A detailed investigation of the binding of secretory component to immunoglobulin A (IgA) in human secretory IgA2 (S-IgA2) was made possible by the development of a new method of purifying S-IgA1, S-IgA2 and free secretory component from human colostrum using thiophilic gel chromatography and chromatography on Jacalin-agarose.
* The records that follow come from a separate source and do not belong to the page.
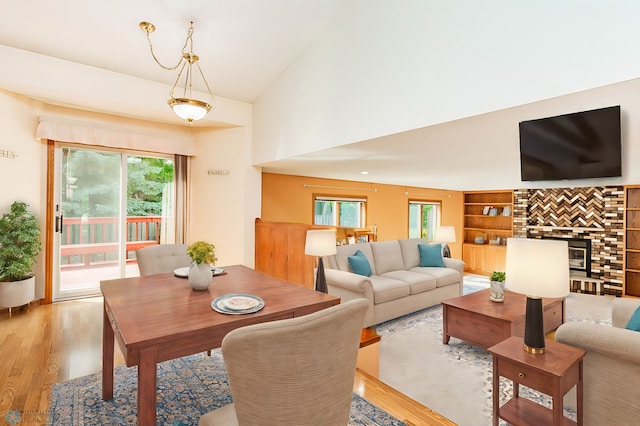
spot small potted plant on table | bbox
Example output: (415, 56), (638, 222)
(187, 241), (218, 290)
(489, 271), (507, 302)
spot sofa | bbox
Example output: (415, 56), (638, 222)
(323, 238), (464, 328)
(555, 298), (640, 426)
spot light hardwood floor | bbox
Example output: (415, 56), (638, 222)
(0, 297), (454, 426)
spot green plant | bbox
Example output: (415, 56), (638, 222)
(0, 201), (42, 281)
(491, 271), (507, 282)
(187, 241), (218, 265)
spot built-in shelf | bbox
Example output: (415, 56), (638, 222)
(462, 191), (513, 275)
(624, 186), (640, 297)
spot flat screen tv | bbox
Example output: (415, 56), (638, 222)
(520, 105), (622, 181)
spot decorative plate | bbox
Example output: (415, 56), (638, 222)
(211, 294), (264, 314)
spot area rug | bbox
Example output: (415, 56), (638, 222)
(47, 349), (404, 426)
(47, 349), (404, 426)
(377, 278), (613, 426)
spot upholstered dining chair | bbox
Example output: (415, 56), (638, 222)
(136, 244), (191, 276)
(200, 299), (368, 426)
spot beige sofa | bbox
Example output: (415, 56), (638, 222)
(324, 238), (464, 327)
(555, 298), (640, 426)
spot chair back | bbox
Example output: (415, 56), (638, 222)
(222, 299), (369, 426)
(136, 244), (191, 276)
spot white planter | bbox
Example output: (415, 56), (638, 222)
(0, 277), (36, 308)
(189, 262), (213, 290)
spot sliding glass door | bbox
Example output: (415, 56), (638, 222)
(53, 144), (175, 300)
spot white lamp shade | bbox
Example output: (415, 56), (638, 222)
(304, 229), (336, 256)
(435, 226), (456, 243)
(505, 238), (569, 297)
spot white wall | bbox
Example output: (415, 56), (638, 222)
(187, 127), (261, 267)
(253, 0), (640, 164)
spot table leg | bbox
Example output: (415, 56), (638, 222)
(551, 380), (564, 426)
(576, 360), (584, 426)
(442, 305), (451, 345)
(102, 305), (114, 401)
(493, 356), (500, 426)
(138, 348), (157, 426)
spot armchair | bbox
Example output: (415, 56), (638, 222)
(555, 298), (640, 426)
(200, 299), (369, 426)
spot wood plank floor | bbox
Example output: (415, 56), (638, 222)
(0, 297), (455, 426)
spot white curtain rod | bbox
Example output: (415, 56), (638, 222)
(303, 183), (378, 192)
(0, 149), (18, 158)
(404, 191), (451, 198)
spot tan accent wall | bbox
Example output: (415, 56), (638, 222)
(261, 173), (463, 259)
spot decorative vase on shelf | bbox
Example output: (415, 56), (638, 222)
(189, 261), (213, 290)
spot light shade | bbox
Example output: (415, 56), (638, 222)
(505, 238), (569, 297)
(304, 229), (336, 256)
(505, 238), (569, 354)
(434, 226), (456, 243)
(167, 98), (211, 123)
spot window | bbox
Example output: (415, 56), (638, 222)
(409, 201), (440, 240)
(313, 195), (367, 228)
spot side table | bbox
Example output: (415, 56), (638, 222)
(488, 336), (586, 426)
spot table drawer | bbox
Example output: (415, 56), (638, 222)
(498, 358), (553, 395)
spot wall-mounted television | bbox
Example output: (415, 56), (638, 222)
(520, 105), (622, 181)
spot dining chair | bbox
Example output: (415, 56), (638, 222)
(199, 299), (368, 426)
(136, 244), (191, 276)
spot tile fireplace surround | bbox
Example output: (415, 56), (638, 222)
(513, 186), (624, 296)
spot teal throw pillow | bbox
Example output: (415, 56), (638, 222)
(349, 250), (371, 277)
(625, 306), (640, 331)
(418, 244), (444, 268)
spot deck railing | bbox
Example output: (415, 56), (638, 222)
(60, 216), (162, 267)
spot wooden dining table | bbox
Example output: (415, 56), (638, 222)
(100, 265), (340, 426)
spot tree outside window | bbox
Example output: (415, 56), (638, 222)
(409, 201), (440, 240)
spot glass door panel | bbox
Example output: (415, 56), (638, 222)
(53, 146), (174, 300)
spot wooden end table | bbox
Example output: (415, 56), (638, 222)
(488, 336), (586, 426)
(442, 289), (565, 348)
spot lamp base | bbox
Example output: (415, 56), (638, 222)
(523, 296), (545, 354)
(316, 256), (329, 293)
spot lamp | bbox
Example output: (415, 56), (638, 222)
(435, 226), (456, 257)
(304, 229), (336, 293)
(139, 21), (214, 124)
(506, 238), (569, 354)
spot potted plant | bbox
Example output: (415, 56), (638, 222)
(0, 201), (42, 315)
(489, 271), (507, 302)
(187, 241), (218, 290)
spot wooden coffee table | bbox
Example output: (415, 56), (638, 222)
(442, 289), (565, 348)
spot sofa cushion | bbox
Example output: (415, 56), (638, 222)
(371, 240), (405, 275)
(418, 244), (444, 268)
(399, 238), (429, 271)
(369, 275), (409, 305)
(411, 266), (460, 287)
(382, 269), (436, 294)
(349, 250), (371, 277)
(334, 243), (376, 275)
(625, 306), (640, 331)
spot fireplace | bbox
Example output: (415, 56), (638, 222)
(543, 236), (591, 278)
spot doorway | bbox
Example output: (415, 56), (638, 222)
(52, 143), (175, 301)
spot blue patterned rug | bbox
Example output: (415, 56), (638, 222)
(47, 350), (404, 426)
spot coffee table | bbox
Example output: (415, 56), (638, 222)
(100, 265), (340, 426)
(442, 289), (565, 348)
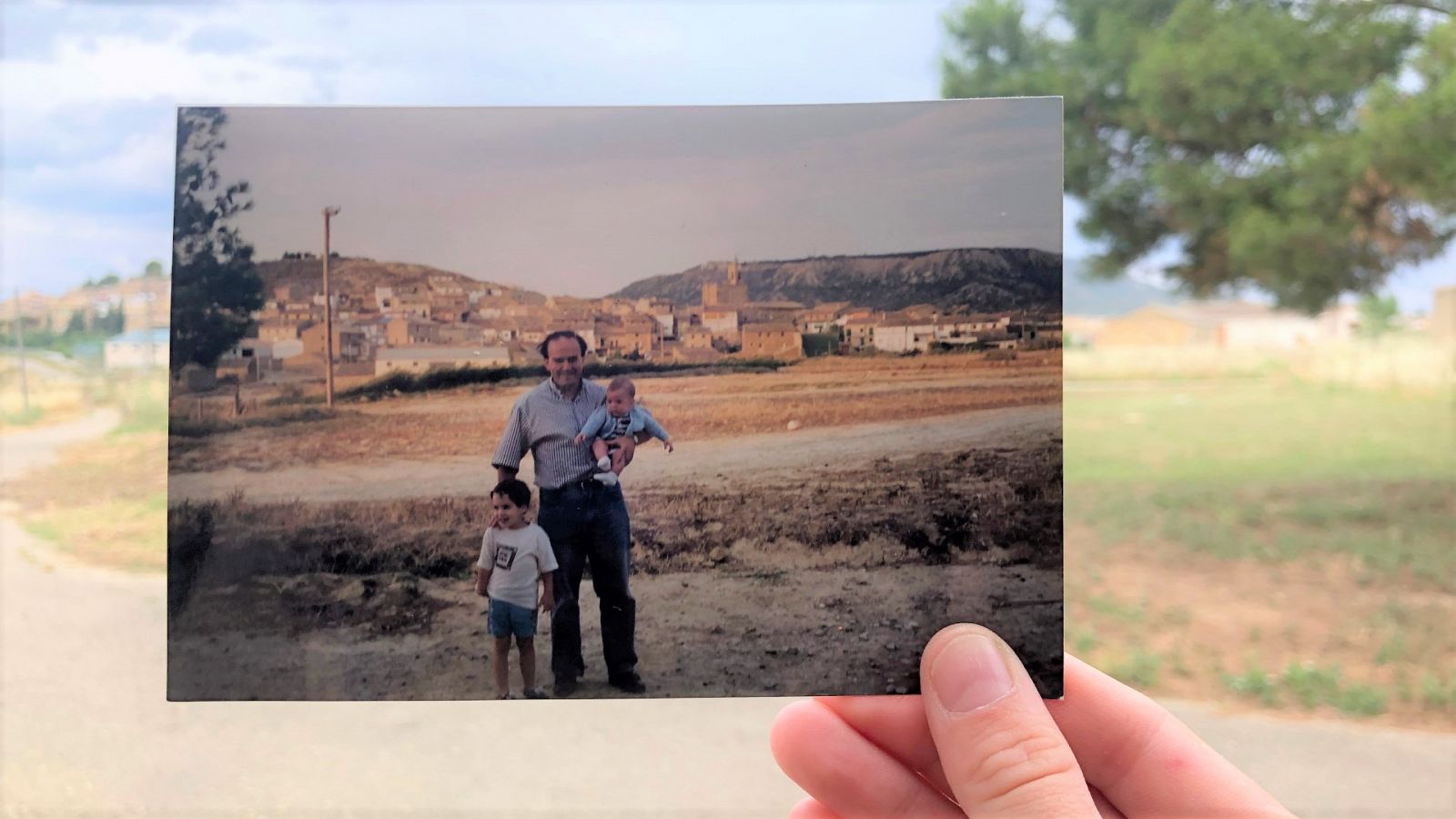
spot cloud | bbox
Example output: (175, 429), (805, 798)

Sodium dodecyl sulphate–polyacrylamide gel electrophoresis of unreduced pure S-IgA2 revealed that, unlike in S-IgA1, a significant proportion of the secretory component was bound non-covalently in S-IgA2. When S-IgA1 was incubated with a protease purified from Proteus mirabilis the secretory component, but not the α-chain, was cleaved. This is in contrast to serum IgA1, in which the α-chain was cleaved under the same conditions – direct evidence that secretory component does protect the α-chain from proteolytic cleavage in S-IgA. Comparisons between the products of cleavage with P. mirabilis protease of free secretory component and bound secretory component in S-IgA1 and S-IgA2 also indicated that, contrary to the general assumption, the binding of secretory component to IgA is different in S-IgA2 from that in S-IgA1.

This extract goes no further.